For many Egyptians, the building where the state media was headquartered had become a towering symbol of the regime they sought to overthrow.
For decades, the government-run media had provided a rosy picture of the president and his party.
Television is the main source of news in Egypt – a country with an illiteracy rate of 40 per cent. Yet many Egyptians felt much of what appeared on their TV screens was no more than fabrication and falsehood.
The revolution in Tunisia had unsettled the Egyptian regime, but the state media chose to downplay and even ignore it – mentioning the events there only after Zine El Abidine Ben Ali, the Tunisian president, had fled the country.
TV presenter Mahmoud Saad says there was not a single news item on state TV about what was happening in Tunisia: “They claimed Egypt was different from Tunisia and Mubarak was not like Ben Ali.
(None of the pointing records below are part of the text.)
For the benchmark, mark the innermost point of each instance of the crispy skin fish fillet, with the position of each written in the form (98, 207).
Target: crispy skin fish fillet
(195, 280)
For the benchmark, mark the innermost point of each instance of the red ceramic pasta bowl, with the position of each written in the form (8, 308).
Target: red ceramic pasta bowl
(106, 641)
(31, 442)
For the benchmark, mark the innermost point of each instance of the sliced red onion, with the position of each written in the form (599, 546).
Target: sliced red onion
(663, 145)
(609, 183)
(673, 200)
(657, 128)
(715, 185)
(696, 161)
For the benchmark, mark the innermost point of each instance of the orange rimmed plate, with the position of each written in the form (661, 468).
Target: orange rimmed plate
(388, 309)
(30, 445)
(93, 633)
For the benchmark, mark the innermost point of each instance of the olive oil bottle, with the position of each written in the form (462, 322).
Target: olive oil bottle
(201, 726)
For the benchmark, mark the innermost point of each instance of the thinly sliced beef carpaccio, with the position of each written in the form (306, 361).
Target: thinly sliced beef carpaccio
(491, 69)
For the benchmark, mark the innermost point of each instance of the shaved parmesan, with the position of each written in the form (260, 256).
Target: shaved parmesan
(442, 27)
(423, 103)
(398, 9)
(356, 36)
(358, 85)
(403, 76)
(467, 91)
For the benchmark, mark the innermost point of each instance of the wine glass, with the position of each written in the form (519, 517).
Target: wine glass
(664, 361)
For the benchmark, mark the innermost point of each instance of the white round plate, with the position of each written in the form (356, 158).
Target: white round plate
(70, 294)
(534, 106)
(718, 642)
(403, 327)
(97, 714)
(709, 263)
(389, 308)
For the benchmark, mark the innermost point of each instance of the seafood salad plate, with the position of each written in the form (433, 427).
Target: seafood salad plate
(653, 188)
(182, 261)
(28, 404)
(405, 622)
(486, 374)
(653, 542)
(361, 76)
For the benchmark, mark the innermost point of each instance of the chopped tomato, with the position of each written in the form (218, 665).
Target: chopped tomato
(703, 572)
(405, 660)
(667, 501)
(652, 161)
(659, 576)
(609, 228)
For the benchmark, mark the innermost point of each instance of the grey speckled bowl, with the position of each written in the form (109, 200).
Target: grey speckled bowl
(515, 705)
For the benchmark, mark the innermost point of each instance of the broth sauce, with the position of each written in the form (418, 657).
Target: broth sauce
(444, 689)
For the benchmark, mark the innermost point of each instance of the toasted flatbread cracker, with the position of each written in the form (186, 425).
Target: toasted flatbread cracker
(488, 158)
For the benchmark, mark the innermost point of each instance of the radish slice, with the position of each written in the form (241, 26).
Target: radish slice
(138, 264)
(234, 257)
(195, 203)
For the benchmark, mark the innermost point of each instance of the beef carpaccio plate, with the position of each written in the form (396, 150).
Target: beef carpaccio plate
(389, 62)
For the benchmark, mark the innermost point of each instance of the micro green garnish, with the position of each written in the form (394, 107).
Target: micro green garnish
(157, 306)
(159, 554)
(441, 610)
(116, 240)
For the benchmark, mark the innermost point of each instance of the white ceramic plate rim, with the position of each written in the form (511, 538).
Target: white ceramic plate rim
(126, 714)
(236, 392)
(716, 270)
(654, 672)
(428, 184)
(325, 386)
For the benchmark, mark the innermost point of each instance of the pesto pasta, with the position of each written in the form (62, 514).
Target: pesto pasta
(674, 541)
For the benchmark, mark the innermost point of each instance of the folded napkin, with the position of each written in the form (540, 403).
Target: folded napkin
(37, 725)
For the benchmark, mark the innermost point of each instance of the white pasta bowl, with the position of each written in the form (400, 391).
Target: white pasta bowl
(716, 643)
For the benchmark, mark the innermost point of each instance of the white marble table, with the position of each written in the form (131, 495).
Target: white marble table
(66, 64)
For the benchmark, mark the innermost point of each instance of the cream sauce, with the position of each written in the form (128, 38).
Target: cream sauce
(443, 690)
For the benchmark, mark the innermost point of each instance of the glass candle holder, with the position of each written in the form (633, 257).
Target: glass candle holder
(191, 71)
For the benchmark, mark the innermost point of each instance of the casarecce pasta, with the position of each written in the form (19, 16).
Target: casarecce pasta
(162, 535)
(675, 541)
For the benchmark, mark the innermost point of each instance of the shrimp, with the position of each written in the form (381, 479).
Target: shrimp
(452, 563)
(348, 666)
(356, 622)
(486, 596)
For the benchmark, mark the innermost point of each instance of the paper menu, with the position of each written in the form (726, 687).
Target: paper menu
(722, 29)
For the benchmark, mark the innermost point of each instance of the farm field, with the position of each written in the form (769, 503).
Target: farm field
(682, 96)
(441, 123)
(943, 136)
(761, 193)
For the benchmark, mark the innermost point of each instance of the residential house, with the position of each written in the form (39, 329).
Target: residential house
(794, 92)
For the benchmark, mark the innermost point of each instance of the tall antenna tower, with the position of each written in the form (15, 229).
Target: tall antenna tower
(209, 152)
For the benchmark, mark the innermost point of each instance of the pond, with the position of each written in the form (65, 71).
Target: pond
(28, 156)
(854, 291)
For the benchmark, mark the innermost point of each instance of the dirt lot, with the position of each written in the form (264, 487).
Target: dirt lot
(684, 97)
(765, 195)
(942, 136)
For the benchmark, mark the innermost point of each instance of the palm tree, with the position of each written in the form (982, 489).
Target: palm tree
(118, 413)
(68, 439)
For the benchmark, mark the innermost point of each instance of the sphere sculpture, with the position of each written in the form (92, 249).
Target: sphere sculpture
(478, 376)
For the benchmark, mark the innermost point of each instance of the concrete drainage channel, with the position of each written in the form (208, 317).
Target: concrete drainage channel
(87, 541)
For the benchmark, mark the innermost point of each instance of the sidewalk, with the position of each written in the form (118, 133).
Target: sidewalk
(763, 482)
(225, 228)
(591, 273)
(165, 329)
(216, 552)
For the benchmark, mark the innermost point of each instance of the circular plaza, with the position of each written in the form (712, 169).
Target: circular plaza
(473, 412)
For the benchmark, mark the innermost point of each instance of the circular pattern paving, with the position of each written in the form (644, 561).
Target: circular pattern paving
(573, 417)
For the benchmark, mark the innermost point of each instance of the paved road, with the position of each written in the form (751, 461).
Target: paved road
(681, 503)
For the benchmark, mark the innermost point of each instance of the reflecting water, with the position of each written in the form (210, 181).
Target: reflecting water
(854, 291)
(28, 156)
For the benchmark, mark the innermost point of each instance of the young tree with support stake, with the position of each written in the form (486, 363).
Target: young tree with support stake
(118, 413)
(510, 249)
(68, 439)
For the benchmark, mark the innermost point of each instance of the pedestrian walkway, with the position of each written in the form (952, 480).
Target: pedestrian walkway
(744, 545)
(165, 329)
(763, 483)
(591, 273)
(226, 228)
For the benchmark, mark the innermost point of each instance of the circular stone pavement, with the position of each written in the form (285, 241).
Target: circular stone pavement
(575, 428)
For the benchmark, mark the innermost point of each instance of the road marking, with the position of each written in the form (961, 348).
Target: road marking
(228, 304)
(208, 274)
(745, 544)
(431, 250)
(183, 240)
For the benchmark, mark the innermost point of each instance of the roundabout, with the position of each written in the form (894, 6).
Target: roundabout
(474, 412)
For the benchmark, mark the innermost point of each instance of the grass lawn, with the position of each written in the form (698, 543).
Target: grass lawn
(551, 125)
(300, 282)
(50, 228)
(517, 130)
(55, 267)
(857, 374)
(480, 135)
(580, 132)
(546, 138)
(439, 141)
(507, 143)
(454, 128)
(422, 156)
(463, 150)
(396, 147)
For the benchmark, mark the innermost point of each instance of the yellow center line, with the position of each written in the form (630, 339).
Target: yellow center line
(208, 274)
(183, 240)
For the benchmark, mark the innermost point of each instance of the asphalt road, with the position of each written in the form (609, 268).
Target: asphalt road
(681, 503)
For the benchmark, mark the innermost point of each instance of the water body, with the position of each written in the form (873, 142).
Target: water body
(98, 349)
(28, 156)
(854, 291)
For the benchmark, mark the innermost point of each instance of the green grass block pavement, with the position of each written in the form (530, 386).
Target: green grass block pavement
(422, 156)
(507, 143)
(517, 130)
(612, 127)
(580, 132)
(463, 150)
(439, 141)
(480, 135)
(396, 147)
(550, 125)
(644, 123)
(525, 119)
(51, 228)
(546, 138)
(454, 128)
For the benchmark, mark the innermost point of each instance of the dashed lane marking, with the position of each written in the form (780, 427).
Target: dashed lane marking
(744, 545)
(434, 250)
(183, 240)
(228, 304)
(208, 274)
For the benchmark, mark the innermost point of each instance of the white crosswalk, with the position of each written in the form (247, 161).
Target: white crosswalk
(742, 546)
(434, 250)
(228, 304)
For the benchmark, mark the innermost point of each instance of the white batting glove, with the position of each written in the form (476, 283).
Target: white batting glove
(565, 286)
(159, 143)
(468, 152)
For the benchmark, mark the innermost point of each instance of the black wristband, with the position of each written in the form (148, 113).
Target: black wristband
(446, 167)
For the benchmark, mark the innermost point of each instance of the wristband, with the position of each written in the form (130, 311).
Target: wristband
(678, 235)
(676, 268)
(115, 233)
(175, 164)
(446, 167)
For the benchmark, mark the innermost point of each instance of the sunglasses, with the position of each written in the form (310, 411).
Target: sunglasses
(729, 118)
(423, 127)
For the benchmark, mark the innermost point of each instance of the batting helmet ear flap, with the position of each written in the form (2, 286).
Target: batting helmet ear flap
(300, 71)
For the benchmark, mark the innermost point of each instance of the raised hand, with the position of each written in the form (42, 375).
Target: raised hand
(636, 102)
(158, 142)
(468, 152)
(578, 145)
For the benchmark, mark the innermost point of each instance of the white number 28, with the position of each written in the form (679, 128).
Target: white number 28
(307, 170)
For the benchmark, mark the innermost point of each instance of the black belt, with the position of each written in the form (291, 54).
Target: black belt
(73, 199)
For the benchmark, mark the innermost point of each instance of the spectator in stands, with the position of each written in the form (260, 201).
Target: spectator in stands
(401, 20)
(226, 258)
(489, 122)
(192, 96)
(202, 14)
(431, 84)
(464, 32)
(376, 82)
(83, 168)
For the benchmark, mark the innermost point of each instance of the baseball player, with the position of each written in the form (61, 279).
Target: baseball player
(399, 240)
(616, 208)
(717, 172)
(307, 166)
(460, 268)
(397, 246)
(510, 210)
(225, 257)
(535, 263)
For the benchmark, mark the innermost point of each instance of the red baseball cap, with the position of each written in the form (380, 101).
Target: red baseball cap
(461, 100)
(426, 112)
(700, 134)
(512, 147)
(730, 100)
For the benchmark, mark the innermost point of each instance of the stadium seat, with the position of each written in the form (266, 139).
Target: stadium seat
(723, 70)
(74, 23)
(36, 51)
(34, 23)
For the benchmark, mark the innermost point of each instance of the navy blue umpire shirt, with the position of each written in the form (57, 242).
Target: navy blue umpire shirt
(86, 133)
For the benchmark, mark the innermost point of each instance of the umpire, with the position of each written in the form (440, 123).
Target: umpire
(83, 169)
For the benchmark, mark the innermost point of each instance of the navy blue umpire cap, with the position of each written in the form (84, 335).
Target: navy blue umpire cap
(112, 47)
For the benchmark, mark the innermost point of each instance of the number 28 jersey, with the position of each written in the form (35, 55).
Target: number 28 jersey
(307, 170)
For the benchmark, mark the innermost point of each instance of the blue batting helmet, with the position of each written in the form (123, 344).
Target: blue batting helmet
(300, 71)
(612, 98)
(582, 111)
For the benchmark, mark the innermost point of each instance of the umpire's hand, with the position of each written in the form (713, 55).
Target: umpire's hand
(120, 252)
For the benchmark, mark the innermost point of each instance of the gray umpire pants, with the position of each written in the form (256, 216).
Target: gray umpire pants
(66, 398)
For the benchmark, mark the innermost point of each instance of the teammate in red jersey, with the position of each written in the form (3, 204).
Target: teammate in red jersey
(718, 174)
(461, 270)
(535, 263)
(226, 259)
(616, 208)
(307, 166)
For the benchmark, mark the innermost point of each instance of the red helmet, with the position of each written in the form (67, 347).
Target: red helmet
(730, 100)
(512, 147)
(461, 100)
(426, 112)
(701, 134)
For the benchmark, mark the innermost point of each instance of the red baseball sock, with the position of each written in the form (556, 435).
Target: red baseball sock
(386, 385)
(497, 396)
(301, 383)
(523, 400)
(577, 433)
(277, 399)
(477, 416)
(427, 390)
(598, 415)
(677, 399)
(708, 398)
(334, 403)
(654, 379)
After I finished reading the news with my colleague Mona El-Sharkawy, I mentioned the events in Tunisia. And I recited the famous line of poetry: ‘If the people want life, destiny will follow’.”
With Mubarak’s grip on power increasingly challenged, all eyes turned to the TV screen when the president decided to speak to the nation. But as the people shouted for Mubarak to leave, state TV went on to broadcast flattering music videos of the president.
The common belief that much of Egypt’s media establishment was too close to the regime exacerbated the mood on the street.
With Mubarak’s resignation, state media suddenly found itself in situation of turmoil and uncertainty.
The regime may have fallen but the media apparatus which supported it remains. Whereas media commands used to come from the ministry of information, they now come almost exclusively from the military. And many feel that Egypt’s media has yet to undergo its own revolution.